Closed haxtibal closed 9 years ago
very nice, thanks. Let me dig into that :-)
You're welcome:) Just noted that 08_roundtrip get's executed during CI. This won't work at the moment, because the test depends on running gearman daemon + workers, and because it loops forever until it finds missing results. I initially worte the test to isolate and reproduce a bug where orphaned services occur occasionally. So I just would run the test the whole night, hoping to catch the bug. But it's not suited for CI this way, of course. If you think it's useful for CI, I could try to adapt it accordingly.
yes, all tests are run automatically by travis. But you are right, since the problem is solved, i will just pull in the actual fix. Thanks again, i think this was the last big open issue i know of.
thanks again, i just pushed your changes.
One enqueued check may get executed duplicated in the worker processes, and therefore two results for one check are sent back to the result threads. This happens each time when max_jobs is reached.

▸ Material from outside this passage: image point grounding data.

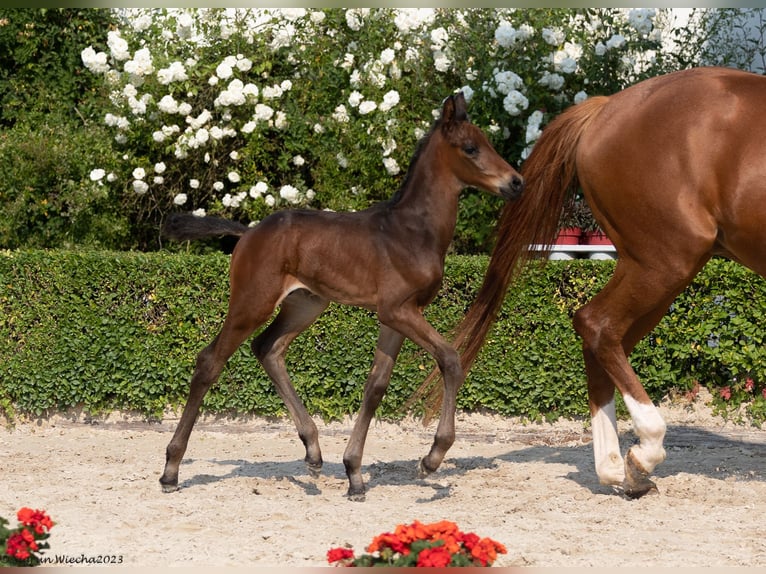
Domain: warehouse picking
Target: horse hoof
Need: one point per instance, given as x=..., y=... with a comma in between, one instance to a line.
x=356, y=496
x=314, y=469
x=636, y=483
x=423, y=470
x=168, y=488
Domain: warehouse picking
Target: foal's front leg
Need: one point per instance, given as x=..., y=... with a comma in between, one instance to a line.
x=299, y=310
x=389, y=345
x=413, y=325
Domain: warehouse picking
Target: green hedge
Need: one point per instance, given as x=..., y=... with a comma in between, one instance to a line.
x=103, y=330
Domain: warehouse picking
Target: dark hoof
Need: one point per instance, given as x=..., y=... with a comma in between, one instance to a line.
x=167, y=488
x=423, y=470
x=314, y=469
x=637, y=483
x=356, y=496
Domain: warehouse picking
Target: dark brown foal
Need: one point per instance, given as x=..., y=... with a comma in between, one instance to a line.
x=388, y=259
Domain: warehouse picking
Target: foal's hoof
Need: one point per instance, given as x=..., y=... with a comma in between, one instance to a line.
x=314, y=469
x=169, y=487
x=356, y=496
x=423, y=470
x=637, y=483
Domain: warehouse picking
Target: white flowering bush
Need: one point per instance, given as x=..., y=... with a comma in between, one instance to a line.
x=240, y=112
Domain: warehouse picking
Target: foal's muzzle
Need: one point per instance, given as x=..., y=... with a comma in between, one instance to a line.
x=512, y=190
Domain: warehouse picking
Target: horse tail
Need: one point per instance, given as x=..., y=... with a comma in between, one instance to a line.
x=550, y=175
x=185, y=227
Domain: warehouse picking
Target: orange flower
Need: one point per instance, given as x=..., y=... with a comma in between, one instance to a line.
x=437, y=557
x=485, y=551
x=37, y=519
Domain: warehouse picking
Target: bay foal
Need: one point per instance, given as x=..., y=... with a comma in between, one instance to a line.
x=388, y=259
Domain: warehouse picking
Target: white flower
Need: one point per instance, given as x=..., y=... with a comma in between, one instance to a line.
x=258, y=189
x=515, y=102
x=390, y=99
x=554, y=36
x=441, y=62
x=391, y=166
x=176, y=72
x=289, y=193
x=355, y=98
x=263, y=112
x=505, y=35
x=168, y=104
x=507, y=82
x=554, y=81
x=117, y=46
x=367, y=107
x=387, y=56
x=340, y=114
x=580, y=97
x=271, y=92
x=141, y=64
x=439, y=38
x=97, y=174
x=616, y=41
x=140, y=187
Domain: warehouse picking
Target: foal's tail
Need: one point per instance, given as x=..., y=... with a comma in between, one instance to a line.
x=550, y=175
x=185, y=227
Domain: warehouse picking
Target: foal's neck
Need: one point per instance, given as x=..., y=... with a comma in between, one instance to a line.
x=428, y=200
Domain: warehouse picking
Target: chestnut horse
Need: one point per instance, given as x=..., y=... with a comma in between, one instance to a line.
x=388, y=259
x=674, y=170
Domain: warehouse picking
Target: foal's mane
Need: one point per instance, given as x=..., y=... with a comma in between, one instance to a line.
x=422, y=142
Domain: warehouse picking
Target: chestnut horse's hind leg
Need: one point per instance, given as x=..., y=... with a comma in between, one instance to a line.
x=299, y=310
x=389, y=345
x=210, y=363
x=624, y=311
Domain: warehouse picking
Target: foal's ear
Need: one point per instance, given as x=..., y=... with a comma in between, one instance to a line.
x=453, y=109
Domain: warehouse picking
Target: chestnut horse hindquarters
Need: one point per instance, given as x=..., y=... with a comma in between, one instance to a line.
x=674, y=170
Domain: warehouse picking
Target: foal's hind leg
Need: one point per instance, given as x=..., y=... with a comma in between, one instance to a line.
x=629, y=306
x=210, y=363
x=389, y=345
x=299, y=310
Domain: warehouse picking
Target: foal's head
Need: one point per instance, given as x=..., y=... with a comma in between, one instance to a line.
x=470, y=156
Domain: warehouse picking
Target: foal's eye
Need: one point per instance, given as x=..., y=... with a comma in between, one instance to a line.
x=470, y=150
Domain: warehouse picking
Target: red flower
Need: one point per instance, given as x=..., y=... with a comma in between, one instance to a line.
x=437, y=557
x=37, y=519
x=485, y=551
x=17, y=547
x=339, y=554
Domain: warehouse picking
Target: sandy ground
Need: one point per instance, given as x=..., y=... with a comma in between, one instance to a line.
x=246, y=498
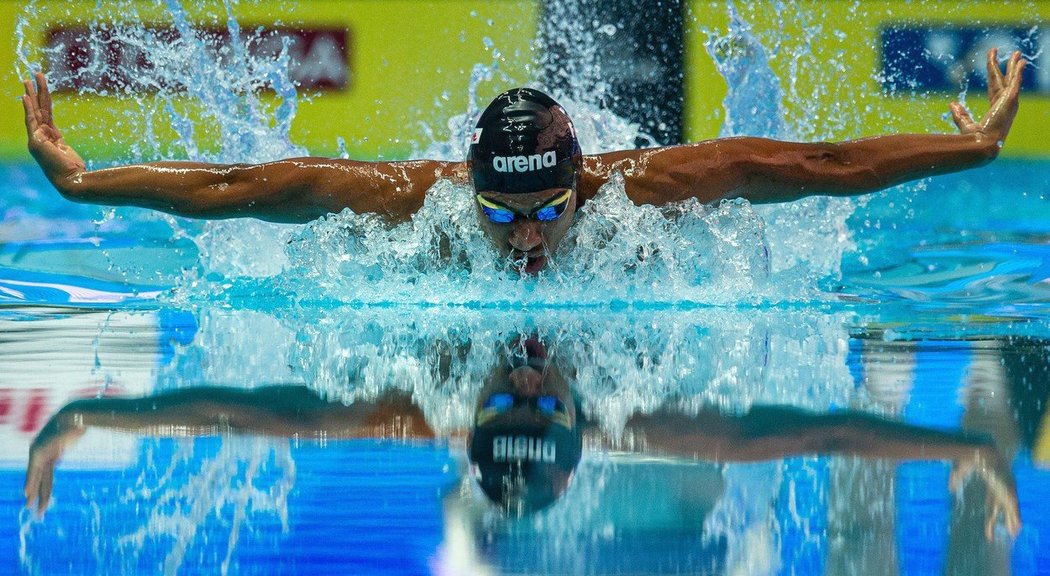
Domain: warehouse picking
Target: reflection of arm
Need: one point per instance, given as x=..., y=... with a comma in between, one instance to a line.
x=762, y=170
x=770, y=432
x=273, y=410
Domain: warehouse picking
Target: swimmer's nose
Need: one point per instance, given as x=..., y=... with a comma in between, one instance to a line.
x=526, y=381
x=525, y=236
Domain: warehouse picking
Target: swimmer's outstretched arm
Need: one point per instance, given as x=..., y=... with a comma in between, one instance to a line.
x=776, y=431
x=295, y=190
x=763, y=170
x=285, y=411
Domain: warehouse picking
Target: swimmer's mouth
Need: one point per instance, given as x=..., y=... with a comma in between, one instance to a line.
x=531, y=261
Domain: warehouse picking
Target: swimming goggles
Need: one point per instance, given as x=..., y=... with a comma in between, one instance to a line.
x=547, y=405
x=548, y=212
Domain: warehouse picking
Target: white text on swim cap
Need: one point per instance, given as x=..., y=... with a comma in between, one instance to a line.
x=524, y=164
x=523, y=448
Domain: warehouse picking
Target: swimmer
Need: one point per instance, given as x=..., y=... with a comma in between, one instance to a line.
x=528, y=433
x=527, y=171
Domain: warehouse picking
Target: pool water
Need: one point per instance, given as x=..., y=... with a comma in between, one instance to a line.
x=924, y=304
x=939, y=319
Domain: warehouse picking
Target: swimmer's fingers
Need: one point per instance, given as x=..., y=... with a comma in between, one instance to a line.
x=1008, y=510
x=44, y=101
x=30, y=116
x=29, y=103
x=39, y=482
x=962, y=119
x=994, y=75
x=1014, y=69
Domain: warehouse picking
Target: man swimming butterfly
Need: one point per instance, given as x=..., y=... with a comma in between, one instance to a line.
x=527, y=171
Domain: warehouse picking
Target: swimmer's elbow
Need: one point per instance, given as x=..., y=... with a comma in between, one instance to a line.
x=837, y=170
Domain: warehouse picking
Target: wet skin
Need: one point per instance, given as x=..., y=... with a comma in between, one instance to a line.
x=527, y=241
x=759, y=170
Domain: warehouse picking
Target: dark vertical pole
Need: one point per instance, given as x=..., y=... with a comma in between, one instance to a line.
x=634, y=50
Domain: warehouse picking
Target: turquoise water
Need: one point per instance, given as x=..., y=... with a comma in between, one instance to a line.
x=925, y=324
x=924, y=304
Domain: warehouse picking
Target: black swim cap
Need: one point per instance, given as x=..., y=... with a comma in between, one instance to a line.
x=524, y=469
x=524, y=142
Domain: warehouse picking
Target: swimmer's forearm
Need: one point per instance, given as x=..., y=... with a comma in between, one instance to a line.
x=197, y=190
x=791, y=171
x=763, y=170
x=772, y=432
x=271, y=410
x=295, y=190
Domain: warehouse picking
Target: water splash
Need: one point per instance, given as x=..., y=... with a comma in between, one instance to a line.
x=617, y=252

I've written a test t/08-roundtrip.c that allows to reproduce this behavior. It fakes a minimum of nagios core functionallity, loads the neb module (similar to t/05-neb.c), initiates a burst of service checks and collects and verifies the check results it get's back from the workers/gearmand:
I think the issue happens because gearman_worker_work is interrupted prematurely, before it can mark the recently executed job as complete at the server. The premature end is caused by calling clean_worker_exit in get_job, whenever max_jobs is reached. There's already a call to gearman_job_send_complete in clean_worker_exit, but that's apparently not enough. If exiting the worker process is moved out of the callback, and after gearman_worker_work, the issue does no longer occur with 08_roundtrip.
I'll send a pull request for both the 08_roundtrip test, and the fix that works for me.